Organizations undertaking an ERP transformation often concentrate on functionality, such as modules, workflows, integrations and design decisions that shape the future-state system. But the true determinant of ERP success sits beneath these features: data. Without a trusted, well-governed and properly migrated data foundation, even a best-in-class system cannot deliver on its promise.
A data-first approach reframes ERP implementation by bringing data strategy, governance and quality to the forefront. Rather than treating data as a late-stage task, this method positions it as an early investment that reduces project risk, increases user confidence and enables long-term value through analytics, automation and AI.
Why data needs to come first
ERP programs are inherently complex, often involving multiple business units, legacy systems and process shifts. Research consistently highlights that data issues sit among the primary drivers of overruns, rework and post–go-live disruptions. When organizations postpone data activities, whether until functional design, testing or near go-live, they often find themselves resolving structural issues under pressure.
A data-first mindset mitigates these risks by embedding data considerations into the earliest phases of the project. It ensures organizations launch with cleaner, more consistent information and establish governance disciplines that protect the integrity of the system long after go-live.
Building the foundation: Data governance, MDM and quality
A strong ERP implementation mirrors a strong construction project: success depends on the quality of what lies beneath the surface. A data-first approach establishes this foundation through three core components.
Purpose: Defines ownership, roles and decision-making structures that guide how data is managed throughout the project and beyond.
Key roles:
- Data owners: Set direction for how data should be structured, validated and used within their domain.
- Data stewards: Manage data at the granular level, performing validation and ensuring alignment with standards.
- Governance committee: Provides oversight, resolves cross-functional conflicts and maintains accountability.
Why it matters:
Without clear decision-making structures, ERP teams often encounter inconsistent definitions, misaligned expectations and delays during migration and testing. Governance creates transparency, establishes consistency and ensures the right stakeholders are engaged at the right time.
Purpose: Creates unified, standardized, accurate master records for critical data domains.
Core domains include:
- Customer
- Vendor/Supplier
- Material
- Product
- Asset
- Employee
- Chart of Accounts
What MDM provides:
- Golden records: Single, validated sources of truth across locations and legacy systems.
- Standardized formats and business rules: Ensures consistent data interpretation.

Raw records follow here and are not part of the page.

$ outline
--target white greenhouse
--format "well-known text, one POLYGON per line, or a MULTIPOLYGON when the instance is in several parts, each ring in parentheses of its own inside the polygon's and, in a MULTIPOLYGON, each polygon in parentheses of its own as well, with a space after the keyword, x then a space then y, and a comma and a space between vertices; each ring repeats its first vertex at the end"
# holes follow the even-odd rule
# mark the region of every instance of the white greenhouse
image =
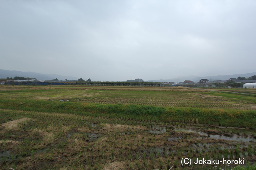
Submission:
POLYGON ((243 88, 256 88, 256 83, 246 83, 243 85, 243 88))

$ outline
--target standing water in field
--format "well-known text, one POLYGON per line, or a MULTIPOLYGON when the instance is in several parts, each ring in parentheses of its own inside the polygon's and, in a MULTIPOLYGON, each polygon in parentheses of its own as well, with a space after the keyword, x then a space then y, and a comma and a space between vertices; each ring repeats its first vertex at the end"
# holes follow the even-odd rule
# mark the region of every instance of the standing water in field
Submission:
POLYGON ((228 135, 215 135, 210 133, 198 132, 196 131, 185 129, 175 129, 174 130, 176 132, 188 132, 196 133, 200 135, 206 136, 210 138, 213 138, 216 139, 224 139, 231 141, 242 141, 244 142, 250 142, 250 141, 253 141, 256 142, 256 139, 254 138, 253 137, 245 137, 244 136, 238 136, 236 135, 230 136, 228 135))

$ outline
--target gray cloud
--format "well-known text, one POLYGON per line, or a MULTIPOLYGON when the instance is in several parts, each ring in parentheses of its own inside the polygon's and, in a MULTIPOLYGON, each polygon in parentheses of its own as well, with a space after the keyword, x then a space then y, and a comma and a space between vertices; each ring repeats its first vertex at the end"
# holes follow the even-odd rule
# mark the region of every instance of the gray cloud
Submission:
POLYGON ((2 1, 0 67, 102 81, 255 72, 256 7, 253 0, 2 1))

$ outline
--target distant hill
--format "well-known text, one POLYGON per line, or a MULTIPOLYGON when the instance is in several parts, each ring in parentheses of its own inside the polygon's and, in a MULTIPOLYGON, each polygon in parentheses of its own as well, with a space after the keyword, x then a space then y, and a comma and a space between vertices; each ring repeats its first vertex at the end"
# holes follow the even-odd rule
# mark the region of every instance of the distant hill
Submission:
POLYGON ((198 82, 201 79, 208 79, 209 81, 214 80, 226 80, 230 78, 237 78, 239 76, 245 77, 248 78, 251 76, 256 75, 256 72, 252 72, 250 73, 241 74, 237 74, 226 75, 224 76, 208 76, 204 77, 200 77, 191 75, 189 76, 186 76, 183 77, 177 77, 173 78, 170 78, 168 79, 160 79, 147 80, 147 82, 174 82, 175 83, 179 82, 183 82, 184 80, 191 80, 194 82, 198 82))
POLYGON ((6 77, 14 77, 15 76, 19 77, 30 77, 36 78, 38 80, 53 80, 57 78, 59 80, 78 80, 79 78, 72 76, 63 76, 58 74, 48 74, 30 72, 23 72, 19 71, 10 71, 0 69, 0 78, 5 78, 6 77))

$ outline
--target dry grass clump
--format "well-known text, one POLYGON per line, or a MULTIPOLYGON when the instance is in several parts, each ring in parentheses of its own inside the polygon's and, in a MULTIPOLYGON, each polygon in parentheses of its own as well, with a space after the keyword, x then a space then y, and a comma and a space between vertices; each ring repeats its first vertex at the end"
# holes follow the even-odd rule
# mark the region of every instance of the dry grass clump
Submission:
POLYGON ((18 125, 19 123, 25 121, 30 120, 30 119, 28 118, 24 118, 20 119, 14 120, 4 123, 0 127, 4 127, 5 129, 9 130, 17 129, 18 128, 18 125))
POLYGON ((104 166, 103 170, 119 170, 126 169, 125 162, 114 162, 111 164, 106 165, 104 166))
POLYGON ((18 143, 19 143, 18 141, 12 141, 12 140, 7 140, 7 141, 3 141, 3 140, 2 140, 2 141, 0 141, 0 143, 4 144, 4 145, 5 145, 5 144, 6 143, 12 143, 13 144, 16 144, 18 143))
POLYGON ((34 129, 33 131, 43 136, 42 144, 47 145, 53 142, 55 139, 54 134, 51 132, 47 132, 44 130, 39 129, 36 127, 34 129))

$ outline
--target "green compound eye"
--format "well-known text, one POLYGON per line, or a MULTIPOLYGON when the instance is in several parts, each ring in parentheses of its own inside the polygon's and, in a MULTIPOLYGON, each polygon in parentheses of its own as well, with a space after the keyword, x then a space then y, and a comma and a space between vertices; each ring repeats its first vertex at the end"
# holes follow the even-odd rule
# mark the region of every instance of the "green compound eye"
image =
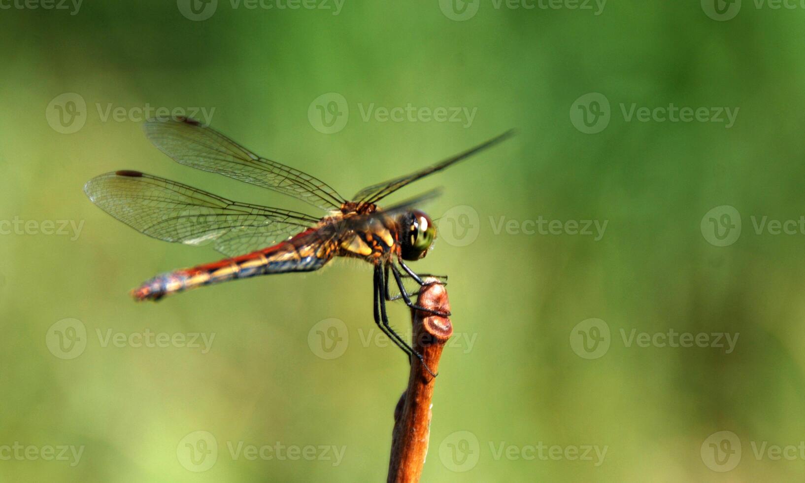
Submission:
POLYGON ((408 212, 405 219, 402 258, 419 260, 427 254, 427 249, 436 238, 436 227, 427 215, 419 210, 408 212))
POLYGON ((433 239, 436 237, 436 227, 427 215, 417 217, 415 225, 416 229, 412 232, 411 246, 417 251, 425 251, 431 247, 433 239))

- Repeatable processes: Sustains quality beyond go-live and prevents the system from degrading over time.
Why it matters:
MDM reduces duplication, eliminates conflicting definitions and ensures all downstream processes — from financial consolidation to supply chain planning — operate on trusted information.
Purpose: Ensures that data loaded into the ERP is complete, consistent, accurate and usable.
Critical quality dimensions:
- Accuracy: Data reflects real-world facts.
- Completeness: All required fields are populated.
- Consistency: Data is uniform across systems and time.
- Timeliness: Information is current and relevant.
- Validity: Values follow defined rules, formats and standards.
- Uniqueness: Records are free from duplication.
- Integrity: Relationships between data elements make sense.
Why it matters:
Once ERP data “sets,” correcting it becomes costly, time-consuming and disruptive. Addressing quality before migration prevents failures during testing and avoids post–go-live operational bottlenecks.